The Bill leaves it quite flexible as to who can be an AO; it does not have to be a GP. It needs to be a person who is aware of their responsibilities, both within the consortia and also to the NCB. Someone who is financially savvy, carries weight in the group, and is prepared to take appropriate action to ensure that the consortium fulfils its financial obligations.
For example the appointment letters for AOs in PCTs state:
“You are, together with the Director of Finance and Service Development, responsible for ensuring that the accounts… must disclose a true and fair view of the PCTs income and expenditure, and of its state of affairs.
“You have particular responsibility for ensuring that expenditure by the PCT complies with Parliamentary requirements.”
It also says you must:
And critically it says that the AO must raise an objection in writing if the chair or executive committee is contemplating a course of action that the AO “considers would infringe the requirements of propriety and regularity”.
While the exact terms of appointment for GPCC will differ from primary care trusts, the principles will remain the same, which gives the AO considerable power in the system and personal accountability for a number of key issues.
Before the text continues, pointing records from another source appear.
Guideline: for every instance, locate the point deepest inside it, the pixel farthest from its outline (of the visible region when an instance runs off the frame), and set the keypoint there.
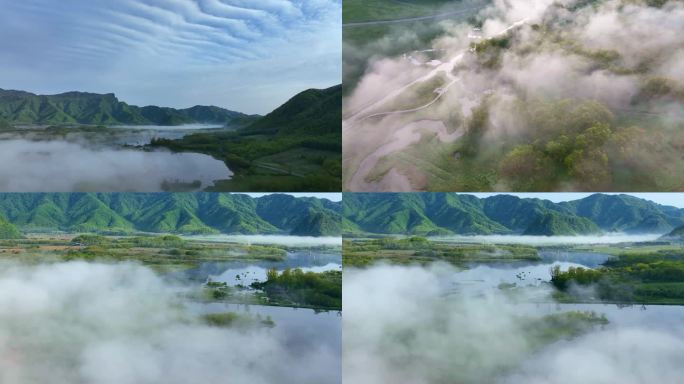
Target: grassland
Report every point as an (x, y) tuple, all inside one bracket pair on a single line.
[(650, 274), (162, 253)]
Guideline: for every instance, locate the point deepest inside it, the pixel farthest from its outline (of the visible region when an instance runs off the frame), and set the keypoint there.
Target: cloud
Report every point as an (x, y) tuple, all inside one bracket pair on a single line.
[(71, 323), (413, 324), (61, 166), (243, 55), (554, 54)]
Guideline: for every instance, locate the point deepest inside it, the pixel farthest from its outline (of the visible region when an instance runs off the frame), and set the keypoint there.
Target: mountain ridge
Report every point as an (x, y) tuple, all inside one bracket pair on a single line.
[(76, 107), (183, 213), (453, 213)]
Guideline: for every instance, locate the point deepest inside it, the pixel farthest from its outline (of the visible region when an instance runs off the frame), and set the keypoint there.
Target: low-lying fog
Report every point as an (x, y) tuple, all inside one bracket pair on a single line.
[(271, 239), (76, 322), (400, 327), (609, 238), (61, 166)]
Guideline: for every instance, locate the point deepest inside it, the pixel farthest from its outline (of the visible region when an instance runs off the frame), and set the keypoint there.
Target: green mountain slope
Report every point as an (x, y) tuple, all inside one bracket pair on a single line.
[(677, 233), (451, 213), (297, 147), (8, 230), (186, 213), (314, 111), (626, 213), (556, 224), (21, 107)]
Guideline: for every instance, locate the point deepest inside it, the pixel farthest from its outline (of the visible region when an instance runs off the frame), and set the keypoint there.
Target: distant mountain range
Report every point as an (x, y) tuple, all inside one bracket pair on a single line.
[(451, 213), (183, 213), (19, 107), (675, 234), (311, 112)]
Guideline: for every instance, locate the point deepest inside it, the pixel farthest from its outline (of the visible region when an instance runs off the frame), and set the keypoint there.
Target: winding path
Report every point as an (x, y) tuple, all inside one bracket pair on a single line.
[(409, 133)]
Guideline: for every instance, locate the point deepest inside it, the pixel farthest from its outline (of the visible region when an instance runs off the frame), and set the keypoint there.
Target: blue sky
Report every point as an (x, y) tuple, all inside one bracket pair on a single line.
[(673, 199), (245, 55)]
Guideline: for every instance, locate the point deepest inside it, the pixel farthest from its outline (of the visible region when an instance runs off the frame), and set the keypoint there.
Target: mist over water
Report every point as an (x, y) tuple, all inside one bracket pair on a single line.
[(60, 166), (76, 322), (272, 239), (401, 327)]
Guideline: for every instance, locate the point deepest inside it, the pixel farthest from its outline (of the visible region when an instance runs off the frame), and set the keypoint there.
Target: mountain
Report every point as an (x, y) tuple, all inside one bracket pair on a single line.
[(187, 213), (8, 230), (452, 213), (19, 107), (311, 112), (557, 224), (677, 233), (624, 213)]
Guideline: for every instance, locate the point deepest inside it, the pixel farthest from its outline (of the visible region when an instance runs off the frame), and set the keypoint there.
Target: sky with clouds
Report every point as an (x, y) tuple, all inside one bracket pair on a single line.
[(245, 55)]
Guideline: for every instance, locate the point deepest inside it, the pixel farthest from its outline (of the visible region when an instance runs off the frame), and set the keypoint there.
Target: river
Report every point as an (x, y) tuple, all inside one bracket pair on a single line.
[(103, 159)]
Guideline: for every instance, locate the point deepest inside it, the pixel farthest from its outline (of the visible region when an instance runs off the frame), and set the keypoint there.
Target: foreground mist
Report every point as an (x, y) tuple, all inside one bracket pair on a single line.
[(76, 322), (403, 325), (60, 166)]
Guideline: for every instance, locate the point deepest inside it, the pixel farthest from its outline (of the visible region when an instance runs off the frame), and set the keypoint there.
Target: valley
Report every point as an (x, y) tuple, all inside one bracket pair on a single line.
[(120, 147), (474, 287), (256, 280)]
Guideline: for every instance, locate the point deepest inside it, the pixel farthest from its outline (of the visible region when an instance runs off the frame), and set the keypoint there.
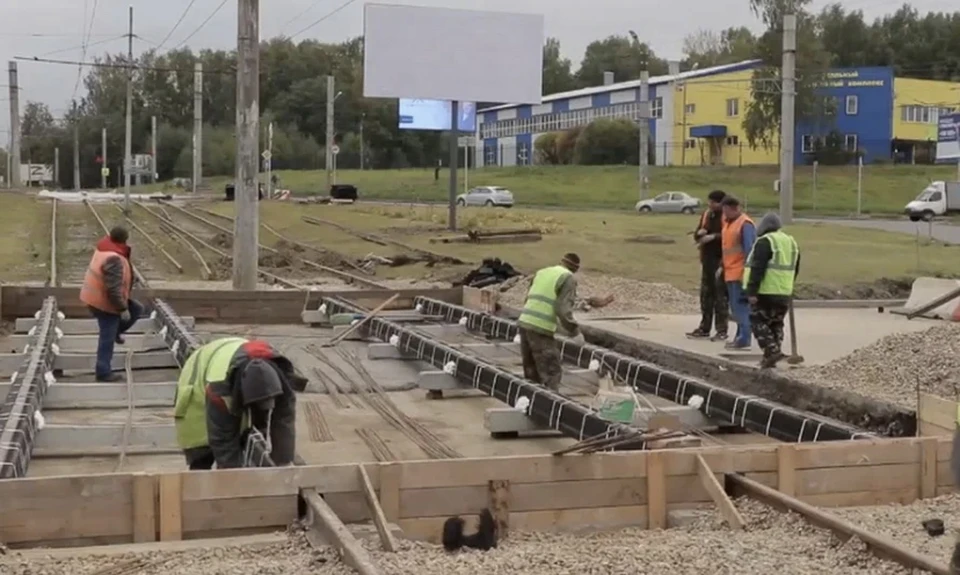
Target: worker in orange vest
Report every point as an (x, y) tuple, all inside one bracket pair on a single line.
[(106, 292), (736, 240)]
In this sense, the AO can be dismissed by the NCB Chief Executive and a GPCC cannot continue to function without an AO.
If a GP did step up to take on this role I envisage it taking less than a day a week, unless the person concerned is already intimately involved in the business of the GPCC such as the Chief Executive or another lead role on the board.
There is an implication that the Accountable Officer should attend all Board meetings and be familiar with the
overall financial position of the organisation. There is no set remuneration as the Bill makes it clear that any remuneration is a matter for the GPCC.
In my own role as Health Authority Chief Executive, I was not paid any additional sum, for being an AO it was part and parcel of the job. Things are slightly different in GPCC, in the sense that the role is not attached to a particular position or even an employee of the GPCC, so some form of remuneration is appropriate in my view. It would have to be negotiated locally but a pro rata sum to a Board position would be realistic.
The role of AO will be mandatory in law. The post holder has considerable powers and responsibilities in relation to
financial matters. That is not to say that the AO is solely responsible for financial problems and is certainly not responsible for everything that happens, or doesn’t happen in a GPCC.
The responsibilities should not be taken lightly, but equally are not so onerous as make the role untenable. The key issue is understanding and awareness of the role.
This is not yet fully clear yet, given additional clauses in the Bill which could be interpreted as making the Accounting Officer responsible in some way for quality aspects and the clause that allows the NCB to specify “other obligations for these purposes” – watch this space. If you are considering being an AO – go in with your eyes open.